YQI Talk - Ryo Hanai - University of Chicago

Event time: 
Wednesday, October 9, 2019 - 1:00pm to 2:00pm
YQI Seminar Room - 4th Floor See map
17 Hillhouse Avenue
New Haven, CT 06511
Event description: 

Non-Hermitian phase transition and the rise of a critical exceptional point in driven-dissipative condensates

Phase transition and critical phenomena arise ubiquitously in various context of physics, ranging from condensed matter physics to high energy physics.
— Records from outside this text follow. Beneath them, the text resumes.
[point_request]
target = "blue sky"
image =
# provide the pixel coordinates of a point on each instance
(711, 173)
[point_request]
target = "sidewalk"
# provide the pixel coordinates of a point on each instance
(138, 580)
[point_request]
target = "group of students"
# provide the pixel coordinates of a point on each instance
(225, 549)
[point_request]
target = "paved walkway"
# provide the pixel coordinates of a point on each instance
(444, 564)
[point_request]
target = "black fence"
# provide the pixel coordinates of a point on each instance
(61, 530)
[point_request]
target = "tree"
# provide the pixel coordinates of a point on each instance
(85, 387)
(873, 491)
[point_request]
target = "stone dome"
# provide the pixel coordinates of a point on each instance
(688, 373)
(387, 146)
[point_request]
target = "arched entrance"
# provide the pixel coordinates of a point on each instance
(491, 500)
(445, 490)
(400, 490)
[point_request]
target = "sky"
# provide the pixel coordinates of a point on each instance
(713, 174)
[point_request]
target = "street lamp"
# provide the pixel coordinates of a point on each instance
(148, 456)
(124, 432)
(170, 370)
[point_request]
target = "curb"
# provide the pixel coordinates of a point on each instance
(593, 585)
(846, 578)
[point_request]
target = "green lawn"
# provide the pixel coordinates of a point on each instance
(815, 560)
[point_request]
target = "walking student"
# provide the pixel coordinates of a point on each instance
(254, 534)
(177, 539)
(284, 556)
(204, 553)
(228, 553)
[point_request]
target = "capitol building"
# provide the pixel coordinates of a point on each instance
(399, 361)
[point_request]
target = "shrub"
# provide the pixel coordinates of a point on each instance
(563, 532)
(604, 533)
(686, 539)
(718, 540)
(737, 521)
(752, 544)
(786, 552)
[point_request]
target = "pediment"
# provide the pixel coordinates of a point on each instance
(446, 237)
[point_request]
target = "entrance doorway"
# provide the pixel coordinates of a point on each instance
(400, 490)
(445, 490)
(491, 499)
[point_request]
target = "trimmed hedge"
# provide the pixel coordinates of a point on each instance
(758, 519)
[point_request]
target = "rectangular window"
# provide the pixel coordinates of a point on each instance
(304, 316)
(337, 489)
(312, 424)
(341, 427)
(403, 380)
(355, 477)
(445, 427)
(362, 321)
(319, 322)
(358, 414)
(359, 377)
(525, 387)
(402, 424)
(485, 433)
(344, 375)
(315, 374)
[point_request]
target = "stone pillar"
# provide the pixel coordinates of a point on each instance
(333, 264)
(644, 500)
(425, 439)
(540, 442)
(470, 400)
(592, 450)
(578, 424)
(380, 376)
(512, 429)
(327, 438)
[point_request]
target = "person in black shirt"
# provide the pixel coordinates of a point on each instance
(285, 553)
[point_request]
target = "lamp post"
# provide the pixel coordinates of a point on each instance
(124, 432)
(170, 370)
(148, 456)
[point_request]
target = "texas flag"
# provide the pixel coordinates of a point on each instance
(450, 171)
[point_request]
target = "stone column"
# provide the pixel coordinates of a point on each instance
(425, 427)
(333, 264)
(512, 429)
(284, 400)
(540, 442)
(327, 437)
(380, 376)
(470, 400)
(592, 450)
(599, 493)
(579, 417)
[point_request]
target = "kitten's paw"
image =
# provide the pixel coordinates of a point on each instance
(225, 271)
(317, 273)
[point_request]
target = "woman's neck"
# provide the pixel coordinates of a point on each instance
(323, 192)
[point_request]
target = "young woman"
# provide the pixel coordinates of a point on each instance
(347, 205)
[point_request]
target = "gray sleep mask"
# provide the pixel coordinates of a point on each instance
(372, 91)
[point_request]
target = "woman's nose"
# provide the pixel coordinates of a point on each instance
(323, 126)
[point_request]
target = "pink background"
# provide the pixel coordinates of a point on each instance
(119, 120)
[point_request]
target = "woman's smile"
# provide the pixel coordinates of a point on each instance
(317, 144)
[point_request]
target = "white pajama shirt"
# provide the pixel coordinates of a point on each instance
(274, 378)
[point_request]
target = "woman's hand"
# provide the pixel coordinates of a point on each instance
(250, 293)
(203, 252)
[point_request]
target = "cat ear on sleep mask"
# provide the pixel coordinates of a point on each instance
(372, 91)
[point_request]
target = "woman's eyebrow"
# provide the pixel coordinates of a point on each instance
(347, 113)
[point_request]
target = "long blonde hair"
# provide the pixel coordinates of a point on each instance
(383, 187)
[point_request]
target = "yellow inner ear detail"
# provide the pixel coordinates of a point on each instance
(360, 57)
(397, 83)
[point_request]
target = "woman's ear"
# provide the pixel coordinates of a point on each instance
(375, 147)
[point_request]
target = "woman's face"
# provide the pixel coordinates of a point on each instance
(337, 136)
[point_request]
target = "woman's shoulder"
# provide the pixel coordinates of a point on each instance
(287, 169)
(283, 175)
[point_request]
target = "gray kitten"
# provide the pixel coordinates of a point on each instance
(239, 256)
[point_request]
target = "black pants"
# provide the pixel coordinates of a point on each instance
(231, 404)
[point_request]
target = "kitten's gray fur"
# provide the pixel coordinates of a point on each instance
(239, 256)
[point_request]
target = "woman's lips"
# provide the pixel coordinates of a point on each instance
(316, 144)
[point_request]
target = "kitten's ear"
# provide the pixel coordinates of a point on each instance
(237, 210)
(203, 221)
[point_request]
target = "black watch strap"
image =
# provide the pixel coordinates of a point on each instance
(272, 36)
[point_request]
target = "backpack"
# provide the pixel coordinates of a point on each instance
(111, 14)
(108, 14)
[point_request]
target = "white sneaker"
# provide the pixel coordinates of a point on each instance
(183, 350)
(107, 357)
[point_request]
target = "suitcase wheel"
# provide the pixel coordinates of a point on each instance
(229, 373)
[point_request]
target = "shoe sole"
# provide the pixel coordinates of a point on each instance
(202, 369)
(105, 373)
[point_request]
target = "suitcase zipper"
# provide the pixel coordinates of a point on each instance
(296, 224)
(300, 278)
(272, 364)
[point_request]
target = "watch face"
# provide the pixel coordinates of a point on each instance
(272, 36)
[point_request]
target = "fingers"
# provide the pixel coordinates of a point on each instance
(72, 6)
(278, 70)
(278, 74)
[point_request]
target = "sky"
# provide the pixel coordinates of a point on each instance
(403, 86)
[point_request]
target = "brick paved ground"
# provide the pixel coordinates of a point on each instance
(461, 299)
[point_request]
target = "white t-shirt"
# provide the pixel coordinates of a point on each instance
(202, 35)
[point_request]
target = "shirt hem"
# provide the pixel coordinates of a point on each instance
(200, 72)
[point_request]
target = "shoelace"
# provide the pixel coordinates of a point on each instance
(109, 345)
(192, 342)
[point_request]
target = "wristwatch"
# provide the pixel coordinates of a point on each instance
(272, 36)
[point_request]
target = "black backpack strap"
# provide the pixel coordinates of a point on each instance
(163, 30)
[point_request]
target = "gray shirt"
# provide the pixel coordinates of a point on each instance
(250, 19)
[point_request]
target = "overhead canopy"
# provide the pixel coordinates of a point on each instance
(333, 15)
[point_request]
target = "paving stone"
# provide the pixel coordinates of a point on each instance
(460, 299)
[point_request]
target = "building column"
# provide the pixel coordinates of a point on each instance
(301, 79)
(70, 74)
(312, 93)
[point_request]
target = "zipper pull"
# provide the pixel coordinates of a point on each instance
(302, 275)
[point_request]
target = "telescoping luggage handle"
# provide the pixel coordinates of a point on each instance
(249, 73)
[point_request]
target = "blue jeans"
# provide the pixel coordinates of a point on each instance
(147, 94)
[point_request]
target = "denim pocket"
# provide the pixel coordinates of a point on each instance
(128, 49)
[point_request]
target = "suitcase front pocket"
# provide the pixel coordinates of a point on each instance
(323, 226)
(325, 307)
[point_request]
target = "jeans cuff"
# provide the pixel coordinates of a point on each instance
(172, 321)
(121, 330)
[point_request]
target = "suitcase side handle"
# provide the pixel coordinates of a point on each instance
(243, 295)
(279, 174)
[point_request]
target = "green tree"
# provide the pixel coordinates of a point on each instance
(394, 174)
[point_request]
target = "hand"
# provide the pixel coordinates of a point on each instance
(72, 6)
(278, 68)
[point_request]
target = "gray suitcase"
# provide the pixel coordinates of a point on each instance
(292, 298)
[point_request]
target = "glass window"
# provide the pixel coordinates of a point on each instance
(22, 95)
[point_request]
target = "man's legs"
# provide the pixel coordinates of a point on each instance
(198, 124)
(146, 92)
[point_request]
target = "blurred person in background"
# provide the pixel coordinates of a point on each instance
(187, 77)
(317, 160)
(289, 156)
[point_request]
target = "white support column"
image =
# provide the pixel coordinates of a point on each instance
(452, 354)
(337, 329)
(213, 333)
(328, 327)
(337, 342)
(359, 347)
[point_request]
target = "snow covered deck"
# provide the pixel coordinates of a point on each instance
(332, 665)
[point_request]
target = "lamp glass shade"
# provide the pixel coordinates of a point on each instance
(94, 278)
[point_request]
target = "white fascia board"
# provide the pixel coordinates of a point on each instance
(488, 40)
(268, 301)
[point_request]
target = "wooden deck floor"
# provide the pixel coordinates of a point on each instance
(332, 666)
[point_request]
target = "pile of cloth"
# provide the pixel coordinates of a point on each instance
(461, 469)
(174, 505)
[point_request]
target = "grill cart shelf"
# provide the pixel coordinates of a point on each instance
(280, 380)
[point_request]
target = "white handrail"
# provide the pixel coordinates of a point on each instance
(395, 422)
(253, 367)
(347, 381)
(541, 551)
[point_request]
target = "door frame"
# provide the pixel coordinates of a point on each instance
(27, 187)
Here, we propose a novel, nonequilibrium-induced mechanism of these phenomena driven by the non-Hermitian nature of the driven-dissipative many-body systems with coupled order parameters, such as polariton condensates and driven-dissipative Bose-Einstein condensates in a double-well potential.

In the first part of my talk, we show that a lower-to-upper branch condensate transition may be induced by the non-Hermitian nature of a coupled driven-dissipative condensate, proposed as a new interpretation to the phase transition observed in some polariton experiments in the U(1)-broken phase (the so-called “second threshold”). Interestingly, we have found that the phase boundary has an endpoint, marked by the exceptional point (which we call the “critical exceptional point, CEP”), where the lower- and upper- branch condensate solutions coalesce.

In the second part of my talk, we study the critical properties of the CEP. We show that the critical fluctuations that arise at the CEP originates from the coalescence of the collective eigenmodes, that converts all the thermal and dissipative noise activated fluctuations to the Goldstone mode. This turns out to lead to anomalously giant phase fluctuations that diverge at spatial dimensions d≤4, which is to be compared to the conventional equilibrium case where the divergence only occurs at d≤2. By performing a dynamic renormalization group analysis to the coupled-KPZ-like equations, we find that this anomalous feature leads to the rise of a strong-coupling fixed point at dimensions as high as d<8.